Katliamlar olmadan, şehirlerimiz viraneye çevrilmeden, açlık, yokluk, gariplik gelmeden hepimiz; iman, düşünce, endişe ve korku diye tarif ettiğimiz müminlerde bulunması gereken bu vasıfları elde etmeliyiz. Ki karıncayı kırınca, yarın Hakkın divanında hakkın alır karınca deyip Allah'tan korkarak hareket edelim ki kuklalardan kurtulup asıl kuklacıyla savaşmaya fırsat bulabilelim.
Musul'da ABD'nin askeri kampında işçi olarak çalışmış bir vatandaş anlatmıştı. ABD askerleri ile çatışmaya girebilmek için önce Iraklı askerlerle, sonra Afrika'dan getirilen zenci, paralı askerlerle savaşıp onları etkisiz hale getirdikten sonra ABD'li askerlerle karşılaşabilir. Çünkü ABD askerinin canı çok kıymetlidir. Peki, ya Müslümanların?
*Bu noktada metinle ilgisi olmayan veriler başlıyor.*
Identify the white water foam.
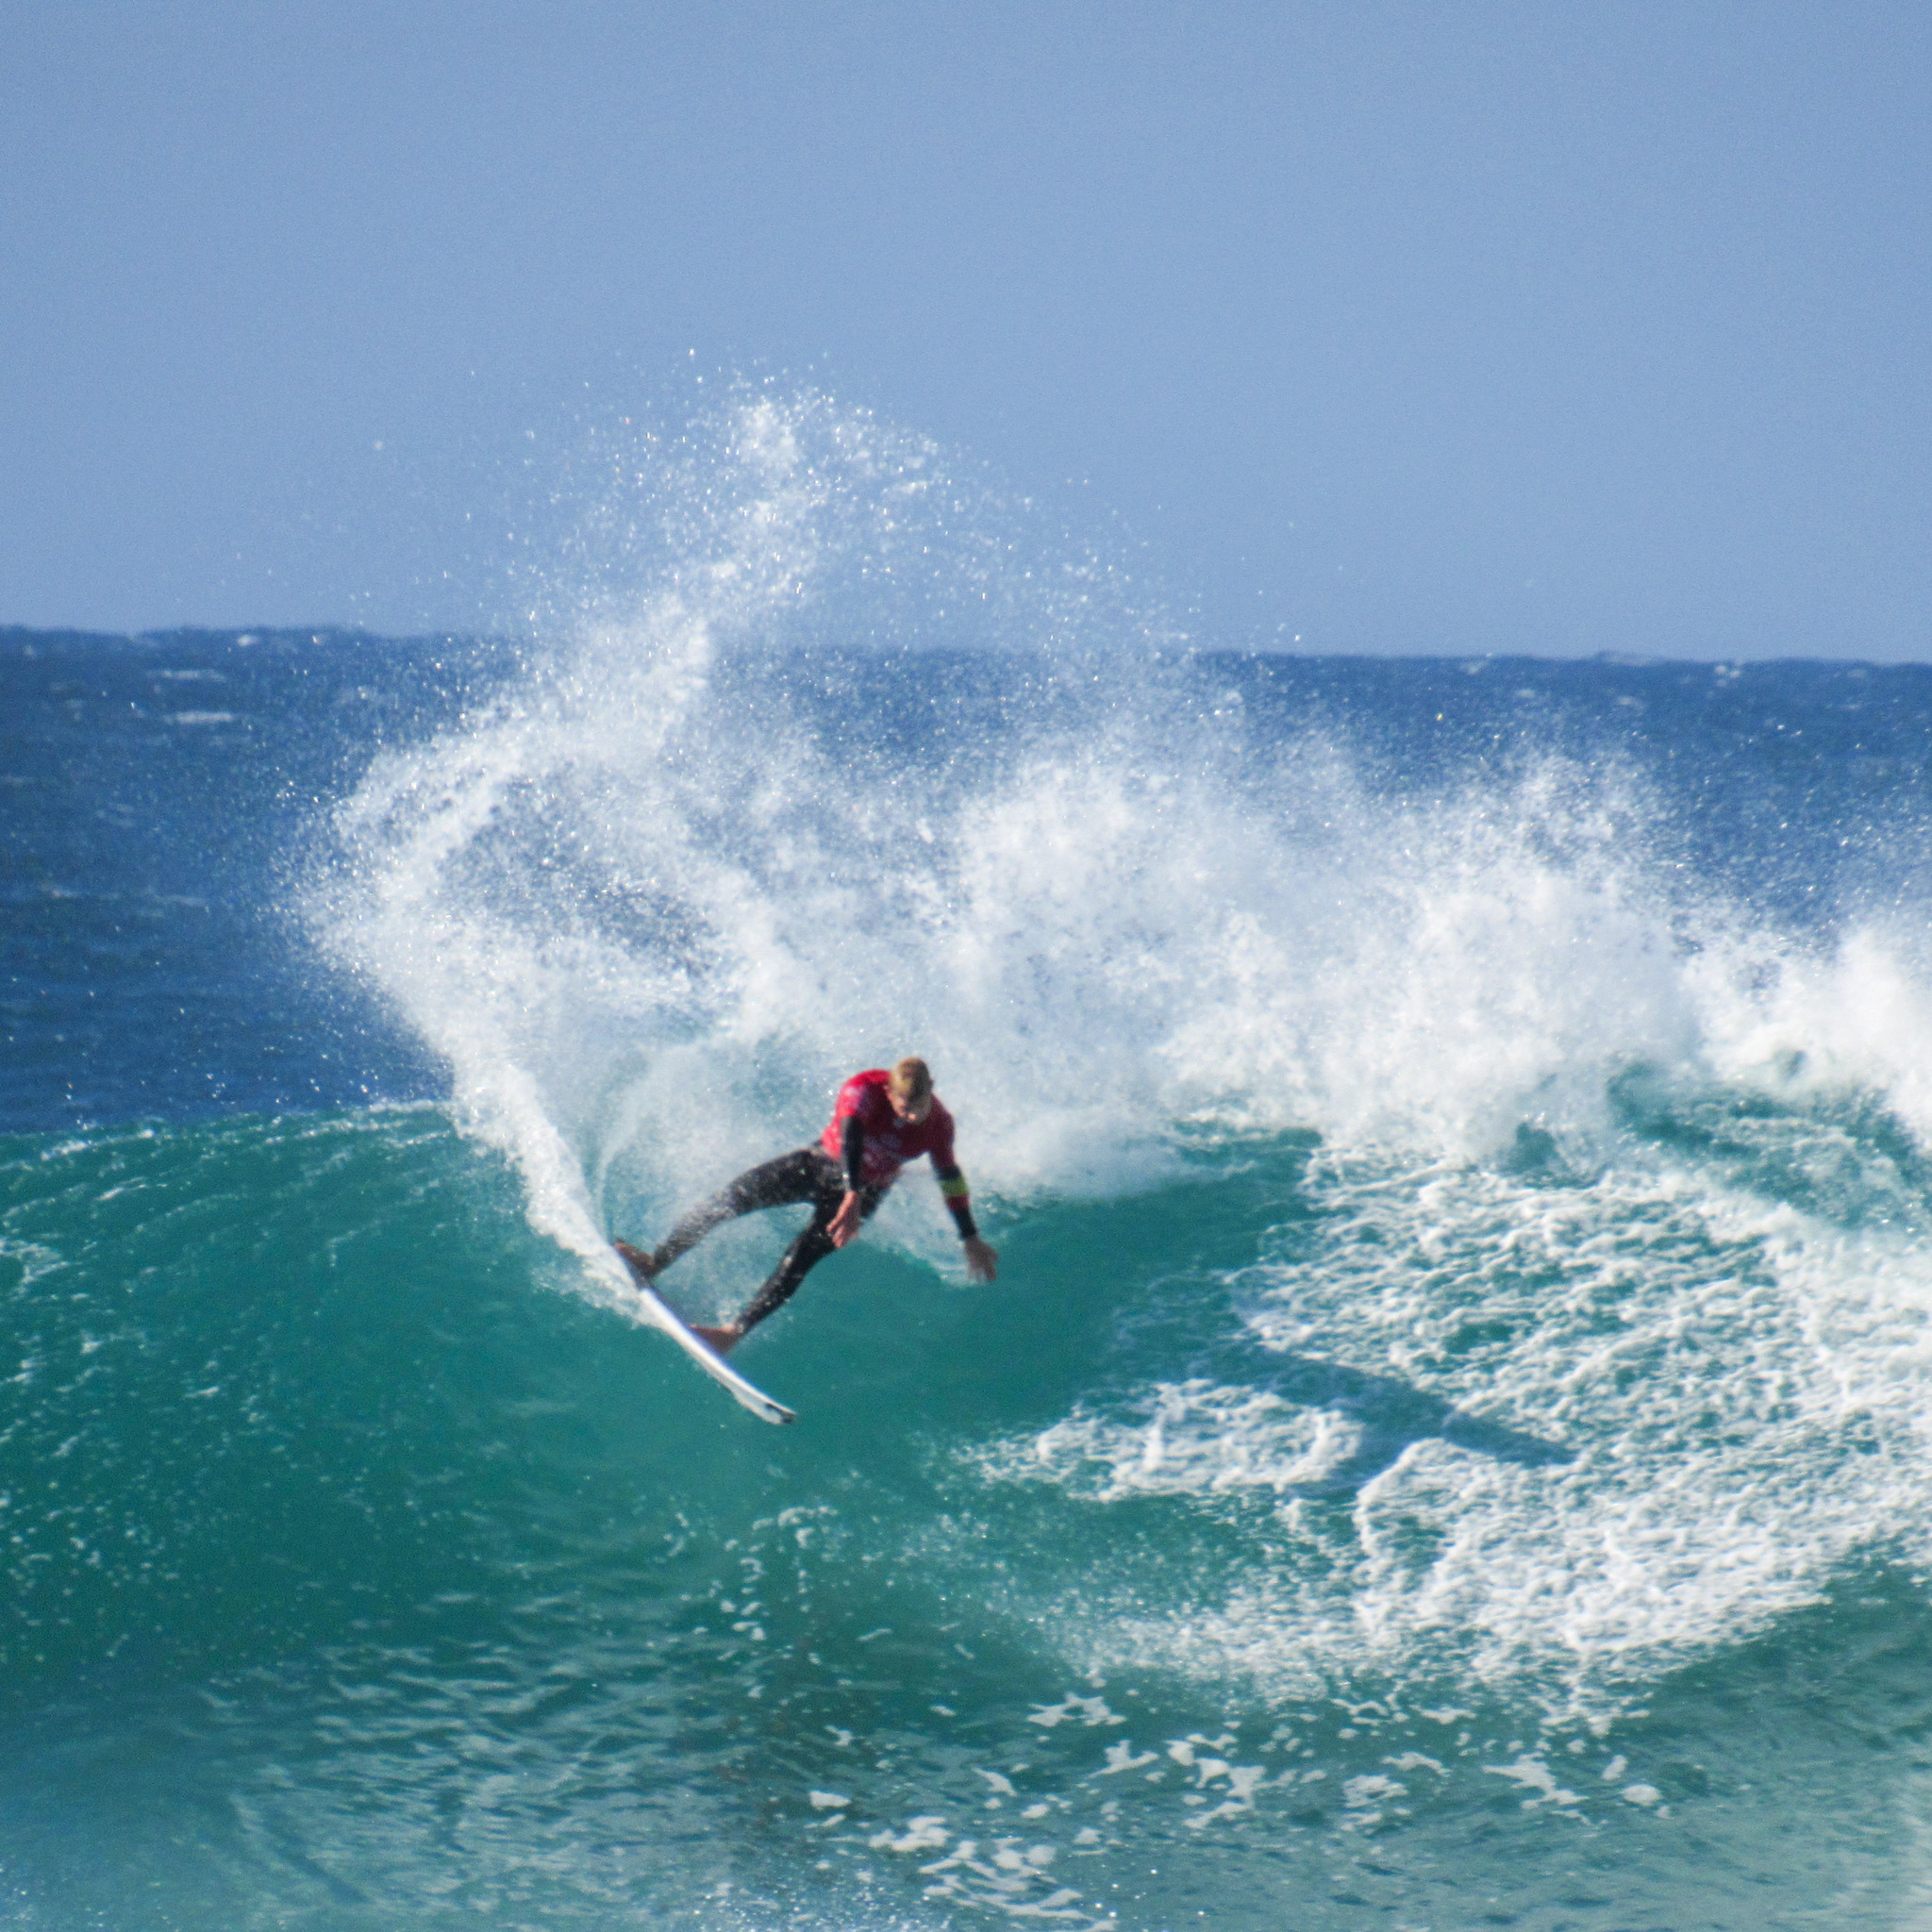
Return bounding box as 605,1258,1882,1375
967,1136,1932,1721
Evet, şu an Suriye'de savaştıklarımız, emperyalistlerin Müslümanların evlatlarından devşirip kendilerine benzettikleri ve kendilerine piyon olarak seçip kullandıkları kimselerden oluşuyor. Bakın PYD'nin başkanı Salih Müslim din ve diyanete düşman biri. Öyle ki dindar ağabeyini ölüm veya hicret seçeneği ile baş başa bıraktıran birisi. Sonuçta Mustafa Müslim'i kovarak öz abisini dindarlığından dolayı yurdundan çıkartmış biri. Bugün Mustafa Müslim Gaziantep'e sığınıp bir üniversite açsa da İslami eğitim verse de akrabaları ve milleti batıl bir dava uğruna telef oluyor. Niye böyle?
Biz asıl düşmanımız ile ne zaman savaşacağız? ABD ve diğer emperyalistler uğruna ne zamana kadar bu topraklarda satılmış, iğfal edilmiş kişiler yaşayacak? Biz hiç bu kuklalardan kurtulamayacak mıyız?
Alimlerimizi çoğaltmalı, Ebu Suudların sayısı artmalı diyoruz. Selam ve dua ile.